# Scope
### To create a dataset from the weekend performance page of Box Office Mojo.

## Step 1: Check if website allows web-scraping.

![image-2.png](attachment:image-2.png)

## Building Scraper Components

In [45]:
import requests
import bs4 #library to scrape information from webpages. Also known as Beatiful Soup 
from bs4 import BeautifulSoup

import pandas as pd
import time #"time" is being used to not overwhelm site's servers when scrapping information. Its a helpful way of staggering page requets.
import numpy

## Step 2: Determining the URL

In [46]:
URL = 'https://www.boxofficemojo.com/weekend/by-year/2022/'

## Step 3: Making request to the URL

In [47]:
#conducting a request of the stated URL above:
page = requests.get(URL)
content = page.text

## Step 4: Use Beautiful Soup

In [48]:
soup = BeautifulSoup(content)

## Step 5: Inspect page data to determine out to set up the scraping algroithm

Tabular data visible in a page will be put in 'tr' tags. But there are exeptions like special occasions.

In [49]:
rows = soup.findAll('tr')

In [50]:
data = rows[8].findAll('td')

In [51]:
data

[<td class="a-text-left mojo-header-column mojo-truncate mojo-field-type-date_interval mojo-sort-column"><a class="a-link-normal" href="/weekend/2022W47/?ref_=bo_wey_table_8">Nov 25-27</a><div class="a-section a-spacing-none"><span class="a-size-small a-color-secondary">Thanksgiving 3-Day<br/>World Cup (Qatar)</span></div></td>,
 <td class="a-text-right mojo-field-type-money">$89,735,916</td>,
 <td class="a-text-right mojo-number-negative mojo-number-delta mojo-field-type-percent_delta">-9.4%</td>,
 <td class="a-text-right mojo-field-type-money mojo-estimatable">$93,780,231</td>,
 <td class="a-text-right mojo-number-negative mojo-number-delta mojo-field-type-percent_delta mojo-estimatable">-6.9%</td>,
 <td class="a-text-right mojo-field-type-positive_integer">49</td>,
 <td class="a-text-left mojo-field-type-release mojo-cell-wide"><a class="a-link-normal" href="/release/rl3573908993/?ref_=bo_wey_table_8">Black Panther: Wakanda Forever</a></td>,
 <td class="a-text-left mojo-field-type-g

In [52]:
#Date when there is a special occassion listed
data[0].findAll('a')[0].text

'Nov 25-27'

In [53]:
#Special occasion that is listed
data[0].findAll('span')[0].text

'Thanksgiving 3-DayWorld Cup (Qatar)'

In [54]:
data[0].findAll('span')

[<span class="a-size-small a-color-secondary">Thanksgiving 3-Day<br/>World Cup (Qatar)</span>]
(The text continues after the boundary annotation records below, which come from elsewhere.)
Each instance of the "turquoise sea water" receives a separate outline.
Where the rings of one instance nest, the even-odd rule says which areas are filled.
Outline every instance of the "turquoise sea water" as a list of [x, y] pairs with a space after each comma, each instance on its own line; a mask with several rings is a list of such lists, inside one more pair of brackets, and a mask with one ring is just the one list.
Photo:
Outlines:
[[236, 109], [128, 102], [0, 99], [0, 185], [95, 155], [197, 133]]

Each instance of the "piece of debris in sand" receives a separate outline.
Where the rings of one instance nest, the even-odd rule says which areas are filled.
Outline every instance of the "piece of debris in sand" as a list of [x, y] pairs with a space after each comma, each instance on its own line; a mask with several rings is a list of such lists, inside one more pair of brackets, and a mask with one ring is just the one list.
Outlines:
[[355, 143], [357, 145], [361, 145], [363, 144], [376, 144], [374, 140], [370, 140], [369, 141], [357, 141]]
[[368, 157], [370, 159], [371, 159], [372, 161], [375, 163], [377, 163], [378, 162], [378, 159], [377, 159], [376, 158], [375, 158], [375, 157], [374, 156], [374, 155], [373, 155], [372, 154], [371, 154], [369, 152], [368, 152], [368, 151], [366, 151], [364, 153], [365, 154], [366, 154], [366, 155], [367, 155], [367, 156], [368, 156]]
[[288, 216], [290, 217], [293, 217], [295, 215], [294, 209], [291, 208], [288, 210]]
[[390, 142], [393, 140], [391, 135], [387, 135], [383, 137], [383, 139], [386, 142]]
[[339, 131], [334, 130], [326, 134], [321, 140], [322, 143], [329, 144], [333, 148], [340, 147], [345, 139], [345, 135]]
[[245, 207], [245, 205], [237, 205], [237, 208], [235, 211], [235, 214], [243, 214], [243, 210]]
## Step 6: Test data construction

In [58]:
appended_data = []
for row in rows:
    data_row = {}
    data = row.findAll('td')
    if len(data) == 0:
        continue
    if len(data[0].findAll('span')) > 0:
        #special weekend
        data_row['occassion'] = data[0].findAll('span')[0].text
        data_row['date'] = data[0].findAll('a')[0].text
    else:
        #normal weekend
        data_row['occassion'] = ""
        data_row['date'] = data[0].text
    data_row['top10_gross'] = data[1].text
    data_row['top10_wow_change'] = data[2].text
    data_row['overall_gross'] = data[3].text
    data_row['overall_wow_change'] = data[4].text
    data_row['releases'] = data[5].text
    data_row['top_release'] = data[6].text
    data_row['week_number'] = data[10].text
    appended_data.append(data_row)
weekend_data = pd.DataFrame(appended_data, columns = ['date','occassion','top10_gross','top_wow_change','overall_gross','overall_wow_change',
                                                    'releases','top_release','week_number'])

In [59]:
weekend_data.head()

Unnamed: 0,date,occassion,top10_gross,top_wow_change,overall_gross,overall_wow_change,releases,top_release,week_number
0,"Dec 30-Jan 1, 2023",,"$102,074,088",,"$103,224,144",+9%,41,Avatar: The Way of Water,52
1,"Dec 30-Jan 2, 2023",New Year's long wknd,"$134,622,744",,"$136,047,635",-,39,Avatar: The Way of Water,52
2,Dec 23-26,Christmas long wknd,"$141,716,017",,"$142,814,390",-,33,Avatar: The Way of Water,51
3,Dec 23-25,,"$93,952,740",,"$94,711,196",-38.1%,35,Avatar: The Way of Water,51
4,Dec 16-18,World Cup (Qatar),"$151,354,815",,"$152,947,812",+305.6%,50,Avatar: The Way of Water,50


## Step 7: Save to Excel or CSV file

In [60]:
weekend_data.to_csv('Movie_data.csv')